6. If a Standalone Study (algorithm only without human-in-the-loop performance) was done:

Yes, a standalone study of the device (Psychemedics Microplate EIA for Cotinine in Hair) was performed in comparison to the LC/MS/MS confirmatory method, which serves as the "gold standard" ground truth. The EIA itself operates independently without direct human intervention in the interpretation of its results (beyond reading the microplate reader output). The final confirmed analytical result is obtained by LC/MS/MS.

7. The Type of Ground Truth Used:

The ground truth used is an alternative chemical method, specifically Liquid Chromatography/Mass Spectrometry/Mass Spectrometry (LC/MS/MS), which is considered a highly specific and sensitive analytical technique for cotinine detection. This is a form of laboratory/analytical ground truth. The LC/MS/MS analysis uses a cutoff of 100 pg cotinine/mg hair (after extensive washing) with the presence of hydroxycotinine at or above 10 pg/mg hair.
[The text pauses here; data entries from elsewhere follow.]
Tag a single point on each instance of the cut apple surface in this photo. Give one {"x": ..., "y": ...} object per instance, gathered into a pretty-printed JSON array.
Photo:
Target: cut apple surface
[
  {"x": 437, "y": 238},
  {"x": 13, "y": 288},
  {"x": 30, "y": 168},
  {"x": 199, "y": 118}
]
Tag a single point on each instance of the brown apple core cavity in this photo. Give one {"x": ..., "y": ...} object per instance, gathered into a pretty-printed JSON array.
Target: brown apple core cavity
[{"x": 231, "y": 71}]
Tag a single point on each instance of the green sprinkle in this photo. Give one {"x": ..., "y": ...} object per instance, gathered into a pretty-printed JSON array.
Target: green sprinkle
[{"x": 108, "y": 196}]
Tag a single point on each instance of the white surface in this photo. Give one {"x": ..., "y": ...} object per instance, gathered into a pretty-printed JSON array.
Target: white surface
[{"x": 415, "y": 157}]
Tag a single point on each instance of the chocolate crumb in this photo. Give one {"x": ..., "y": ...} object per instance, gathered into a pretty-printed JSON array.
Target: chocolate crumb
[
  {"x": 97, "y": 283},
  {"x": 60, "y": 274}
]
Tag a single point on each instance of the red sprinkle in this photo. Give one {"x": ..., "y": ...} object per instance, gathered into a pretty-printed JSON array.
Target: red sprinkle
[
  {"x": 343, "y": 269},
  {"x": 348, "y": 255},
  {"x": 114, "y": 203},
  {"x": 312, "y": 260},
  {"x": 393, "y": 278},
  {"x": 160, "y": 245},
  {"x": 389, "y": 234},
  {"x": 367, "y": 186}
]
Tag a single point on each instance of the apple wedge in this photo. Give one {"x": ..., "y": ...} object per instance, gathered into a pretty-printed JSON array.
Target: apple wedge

8. The Sample Size for the Training Set:

The document does not explicitly mention a "training set" in the context of machine learning. The device is a traditional enzyme immunoassay (EIA). The performance studies involve validation of the assay's characteristics (precision, linearity, cross-reactivity, etc.) using spiked samples, negative controls, and a limited number of authentic samples for comparison studies. There isn't a "training set" in the sense of data used to train an AI model.

9. How the Ground Truth for the Training Set Was Established:

Not applicable, as there is no specific "training set" for an AI model. The calibrators and control materials for the EIA and LC/MS/MS are prepared using drug stocks from commercial vendors with certificates of analysis, and their concentrations are confirmed by LC/MS/MS.